An Army That Learns From Its Mistakes
Trying to flee fighting in western Iraq last Tuesday, one family in a taxi tried to speed through a Marine checkpoint. There are few details available about what happened next. The Los Angeles Times says only that the car was fired upon, the driver killed and a mother and daughter wounded. It quotes one Marine saying, “We were just sick to death when that lady got out of the car with her baby.”
It’s tempting to dismiss what happened that night as just something that happens in war. But it shouldn’t be shrugged off that way. To see why, one has to look at the results of the Army’s investigation into the March 4 attack on the car carrying former Italian hostage Giuliana Sgrena -- one of the few checkpoint incidents investigated.
The report enraged Italians for its conclusion that the GIs involved did nothing wrong. But while clearing the soldiers, the investigation ends up implicating the military’s policies themselves. The report is a case study in how the United States has failed to adopt what could be a relatively painless, and moral, counterinsurgency tactic.
The unit involved in the Sgrena shooting, part of the Army’s 3rd Infantry Division, was manning a temporary “blocking position,” meant to turn back all traffic. There were no written rules for that kind of operation. Instead, the unit learned on the job from the soldiers it was replacing, which turns out to have been a problem because the departing unit’s tactics were outdated and dangerous. Rather than using signs, the units waved down drivers with a spotlight and laser pointer.

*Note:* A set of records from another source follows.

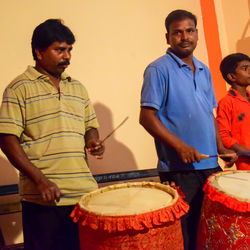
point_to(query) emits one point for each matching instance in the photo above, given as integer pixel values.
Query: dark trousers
(49, 227)
(191, 184)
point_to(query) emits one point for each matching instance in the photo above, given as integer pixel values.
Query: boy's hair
(52, 30)
(230, 63)
(179, 15)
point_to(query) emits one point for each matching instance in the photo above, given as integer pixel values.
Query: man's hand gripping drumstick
(95, 146)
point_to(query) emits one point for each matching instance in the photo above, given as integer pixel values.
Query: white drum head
(234, 183)
(129, 199)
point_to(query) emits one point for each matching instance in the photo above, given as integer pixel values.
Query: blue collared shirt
(185, 103)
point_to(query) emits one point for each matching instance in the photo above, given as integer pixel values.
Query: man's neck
(242, 90)
(55, 80)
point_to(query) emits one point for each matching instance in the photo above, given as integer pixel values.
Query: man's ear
(167, 38)
(38, 54)
(231, 77)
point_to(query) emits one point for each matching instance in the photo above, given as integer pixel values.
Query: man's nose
(66, 55)
(184, 35)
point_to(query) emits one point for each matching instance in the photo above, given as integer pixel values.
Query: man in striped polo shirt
(46, 123)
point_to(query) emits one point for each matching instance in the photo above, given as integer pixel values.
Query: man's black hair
(52, 30)
(179, 15)
(230, 63)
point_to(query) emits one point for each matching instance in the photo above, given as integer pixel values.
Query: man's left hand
(95, 148)
(230, 159)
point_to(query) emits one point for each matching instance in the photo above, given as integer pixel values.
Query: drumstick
(114, 130)
(233, 177)
(203, 156)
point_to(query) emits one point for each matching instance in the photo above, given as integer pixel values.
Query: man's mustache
(64, 63)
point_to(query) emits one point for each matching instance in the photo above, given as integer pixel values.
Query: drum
(136, 215)
(225, 214)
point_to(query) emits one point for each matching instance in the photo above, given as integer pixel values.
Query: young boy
(233, 113)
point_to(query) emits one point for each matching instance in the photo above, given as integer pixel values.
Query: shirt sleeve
(153, 89)
(224, 120)
(12, 113)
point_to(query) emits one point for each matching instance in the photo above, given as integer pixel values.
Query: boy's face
(242, 74)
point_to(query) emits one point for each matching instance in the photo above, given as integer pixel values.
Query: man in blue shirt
(177, 103)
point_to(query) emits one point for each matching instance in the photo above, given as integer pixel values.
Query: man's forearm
(16, 155)
(91, 135)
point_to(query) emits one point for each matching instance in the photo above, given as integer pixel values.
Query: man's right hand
(188, 154)
(48, 190)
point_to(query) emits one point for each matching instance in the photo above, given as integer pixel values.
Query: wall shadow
(8, 174)
(10, 224)
(242, 44)
(117, 157)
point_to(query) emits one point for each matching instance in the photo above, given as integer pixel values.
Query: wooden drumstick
(203, 156)
(105, 138)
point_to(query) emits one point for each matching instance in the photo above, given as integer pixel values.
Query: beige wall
(115, 40)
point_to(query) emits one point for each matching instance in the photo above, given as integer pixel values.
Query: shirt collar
(33, 74)
(197, 64)
(235, 94)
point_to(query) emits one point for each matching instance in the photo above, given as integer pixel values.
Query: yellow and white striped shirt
(51, 126)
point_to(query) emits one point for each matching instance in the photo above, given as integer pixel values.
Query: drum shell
(160, 229)
(167, 236)
(221, 227)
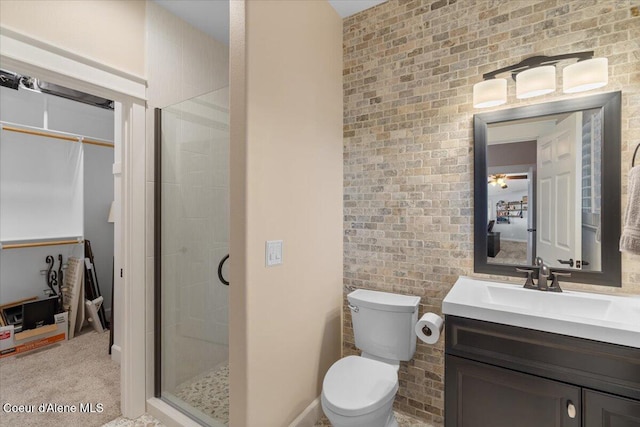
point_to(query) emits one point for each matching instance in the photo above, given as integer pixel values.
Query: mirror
(547, 184)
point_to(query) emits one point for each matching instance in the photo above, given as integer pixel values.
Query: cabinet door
(481, 395)
(606, 410)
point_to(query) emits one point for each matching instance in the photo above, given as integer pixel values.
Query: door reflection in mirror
(544, 190)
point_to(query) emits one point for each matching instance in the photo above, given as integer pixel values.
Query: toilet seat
(355, 385)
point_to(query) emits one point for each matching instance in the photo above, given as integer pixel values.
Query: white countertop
(606, 318)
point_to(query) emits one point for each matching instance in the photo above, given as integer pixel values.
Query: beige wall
(182, 62)
(409, 69)
(111, 32)
(292, 190)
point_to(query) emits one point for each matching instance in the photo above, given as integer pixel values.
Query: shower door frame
(174, 411)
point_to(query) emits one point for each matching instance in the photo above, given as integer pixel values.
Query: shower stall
(191, 253)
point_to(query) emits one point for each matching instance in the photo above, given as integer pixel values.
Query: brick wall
(409, 68)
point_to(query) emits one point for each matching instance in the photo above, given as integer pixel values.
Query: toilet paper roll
(429, 327)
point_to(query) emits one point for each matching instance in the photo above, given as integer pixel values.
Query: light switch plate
(273, 253)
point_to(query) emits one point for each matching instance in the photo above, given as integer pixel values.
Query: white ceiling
(212, 16)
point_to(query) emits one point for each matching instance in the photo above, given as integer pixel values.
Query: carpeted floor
(74, 372)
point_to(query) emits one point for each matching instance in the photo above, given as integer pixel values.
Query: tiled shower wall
(409, 68)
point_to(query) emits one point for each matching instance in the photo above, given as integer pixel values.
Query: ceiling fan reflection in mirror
(501, 179)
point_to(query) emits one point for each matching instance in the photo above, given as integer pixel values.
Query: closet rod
(39, 244)
(56, 136)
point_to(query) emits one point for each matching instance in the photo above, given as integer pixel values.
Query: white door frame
(38, 58)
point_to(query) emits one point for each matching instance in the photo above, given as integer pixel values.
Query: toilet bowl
(359, 392)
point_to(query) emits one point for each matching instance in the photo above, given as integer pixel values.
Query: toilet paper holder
(426, 330)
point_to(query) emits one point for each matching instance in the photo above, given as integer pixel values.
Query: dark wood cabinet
(503, 376)
(606, 410)
(488, 396)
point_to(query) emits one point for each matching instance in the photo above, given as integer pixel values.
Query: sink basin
(607, 318)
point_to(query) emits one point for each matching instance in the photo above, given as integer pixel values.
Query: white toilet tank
(383, 323)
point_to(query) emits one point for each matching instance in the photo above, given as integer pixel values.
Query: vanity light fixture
(536, 76)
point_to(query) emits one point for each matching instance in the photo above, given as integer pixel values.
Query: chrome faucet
(544, 276)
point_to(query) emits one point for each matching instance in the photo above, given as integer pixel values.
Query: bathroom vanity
(533, 363)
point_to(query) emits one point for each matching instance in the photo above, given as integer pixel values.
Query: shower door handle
(222, 261)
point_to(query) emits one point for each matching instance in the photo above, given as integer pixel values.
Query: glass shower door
(192, 238)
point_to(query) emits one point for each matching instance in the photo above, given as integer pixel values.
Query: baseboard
(116, 353)
(310, 416)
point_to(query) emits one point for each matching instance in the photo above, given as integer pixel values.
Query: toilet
(360, 390)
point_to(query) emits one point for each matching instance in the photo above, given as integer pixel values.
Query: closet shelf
(32, 243)
(30, 130)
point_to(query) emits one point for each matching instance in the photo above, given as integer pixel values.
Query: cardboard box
(22, 342)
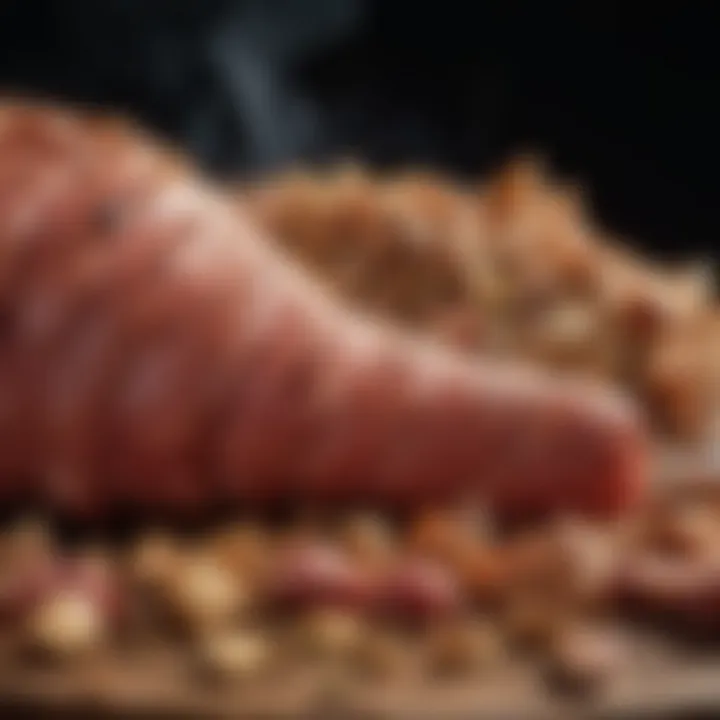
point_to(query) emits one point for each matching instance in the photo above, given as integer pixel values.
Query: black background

The night of the shooting, about two dozen other cars were stopped, but not without problems. “Many of the vehicles screeched their tires when stopping,” says the Army report, adding, “While effective for accomplishing the mission, the spotlight and laser pointer may not be the best system from a civilian point of view.”
There were other established checkpoint procedures, but they too were problematic. For instance, if drivers don’t see or ignore the laser pointer and lights, soldiers were advised to fire warning shots. Of course, some people then assume they’re being shot at, which seems to be what happened with the Italian driver of the Sgrena vehicle, who told soldiers he “panicked and started speeding.”
The final element of the procedures calls for the GI holding the spotlight to drop it, shoulder his rifle and fire at the engine block. Again, the Army’s report says that’s exactly what happened. And again, as the report later acknowledges, it’s a flawed tactic. It’s not easy to hit an engine block in a moving car, especially when you have to drop a spotlight, pick up your gun and fire within seconds.
At the end of the report is a series of achingly common-sensical recommendations, including: Use warning signs with international symbols; reconsider requiring a soldier holding a spotlight to also be a gunner; and start a public awareness campaign.
Checkpoint killings, unfortunately, are nothing new, nor are the recommendations to ameliorate them. In late 2003, Human Rights Watch documented 11 civilian deaths at checkpoints in Iraq. Among the report’s suggestions: “Initiate a public service campaign to inform Iraqi civilians about proper behavior at checkpoints.”
Individual units that inadvertently kill civilians are required to file incident reports. But nobody seems to add them up. “We don’t compile those,” said military spokesman 1st Lt. Ryan Fitzgerald. Perhaps the Pentagon doesn’t add the numbers because it fears bad publicity. Maybe it’s bureaucratic inertia. Whatever, it’s shortsighted.
There is some kind of actual guerrilla infrastructure that can be battled, but its most dangerous asset isn’t a physical weapon; it’s the insurgents’ mind-set. Working to minimize civilian casualties may or may not dent the guerrillas’ motivation, but there’s little cost in trying.
GIs don’t want to kill civilians, nor obviously does the military as a whole. But what’s missing is a militarywide mechanism for learning from the casualties that do occur. The military has something called, self-explanatorily, the Center for Army Lessons Learned. Imagine if keeping civilian casualties to a minimum were part of the lesson plan.
Humans make mistakes. The point is not to assign individual blame. The issue is whether institutions have the structures in place to learn from them.
Before she was killed last month by a suicide bomber in Iraq, activist Marla Ruzicka was pushing a similar idea. She wanted a government office created to catalog, and ultimately offer compensation for, civilian casualties. Ruzicka’s vision was driven by morals: We should make amends to those we harm. It’s fortunate that it also has the possibility of being a counterinsurgency tool. If only the military would recognize that and take the step that’s a prerequisite for learning from such casualties: acknowledge them.